08.09.2013

Hedge Fund Advertising Weighed

08.09.2013
Terry Flanagan

Starting September 23, will hedge fund managers be queuing to sit down with CNBC’s Maria Bartiromo, competing as aggressively in promoting their funds as they do in markets and trading?

When the Jumpstart Our Business Startups (JOBS) Act lifts the 80-year-long ban on general advertising and public solicitation by issuers of unregistered securities, some hedge funds will seek to evolve their marketing and brand.

Hedge funds “will have to decide on the pros and cons. They’re weighing it. Some really want to do it. Some really don’t,” said Jay Gould, a partner in the investment funds practice at Pillsbury Winthrop. “The multi-billion dollar funds with deep institutional relationships don’t want to offend their clients.”

Another consideration is that by advertising, a fund might subject itself to more general regulatory scrutiny, Gould told Markets Media.

Some hedge funds are readying themselves for at least some marketing and branding initiatives, and at least one has already acted. Last month, Mitch Ackles of Hedge Fund PR tweeted “@JonathanHoenig’s Capitalistpig: Proud to be the first #hedgefund to advertise publicly since 1932.”

The Capitalist Pig ad in Crain’s Chicago Business featured a photo of three young quant types viewing the Chicago cityscape at night from a high-rise ledge, with a quote from Ayn Rand.

Even with a green light, uncertainties remain as to how the U.S. Securities and Exchange Commission will interpret the JOBS Act under various scenarios that may present areas of gray.

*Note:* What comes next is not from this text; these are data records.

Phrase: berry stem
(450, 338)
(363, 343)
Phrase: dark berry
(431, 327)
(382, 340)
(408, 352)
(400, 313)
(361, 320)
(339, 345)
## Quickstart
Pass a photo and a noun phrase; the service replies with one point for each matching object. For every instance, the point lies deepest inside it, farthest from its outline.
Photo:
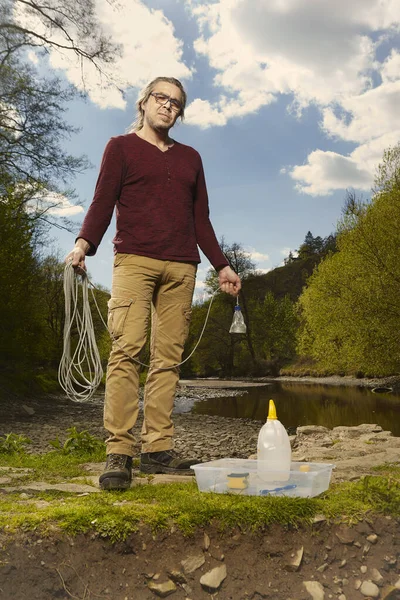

“It means that private funds can advertise generally (by) putting performance numbers on their website, sending direct mail, and appearing on CNBC,” said Gould. But for example, “if you’re doing a Regulation C (Rule 506) offering and want to stop and go back to the old rules, it becomes an issue.”

Another example of a gray area might be if the firm finds it is not worth going through the necessary additional accreditation steps for prospects, but it was doing a public offering and had the information on the internet for six months.

For an existing fund investor, it doesn’t make much difference. But potential investors may be deemed pre-existing substantial relationships because they saw information about the fund. “If you are publicly soliciting and you decide not to late in the offering, you can’t rely on safe harbor,” Gould said.

Gould cited potential remedies, such as waiting a period so the public offering (under new rules) is not integrated with the private offering (under old rules). But it would take six months for the fund manager to cease the offering, file Form D, and then file for the private offering with a new Form D.

One way fund managers could go from public to private without waiting six months is to use the five-factor test  for safe harbor in Rule 502(a), but this would be a fairly tough test for most hedge-fund managers, Gould recently wrote in a blog post.

Which hedge funds will avail themselves of the loosened rules under the JOBS Act, and which will find too few benefits for their business model will become a case study sure to be watched by rulemakers and asset managers alike. “A year from now it will be interesting to see which funds, and how many, filed Form D,” Gould said.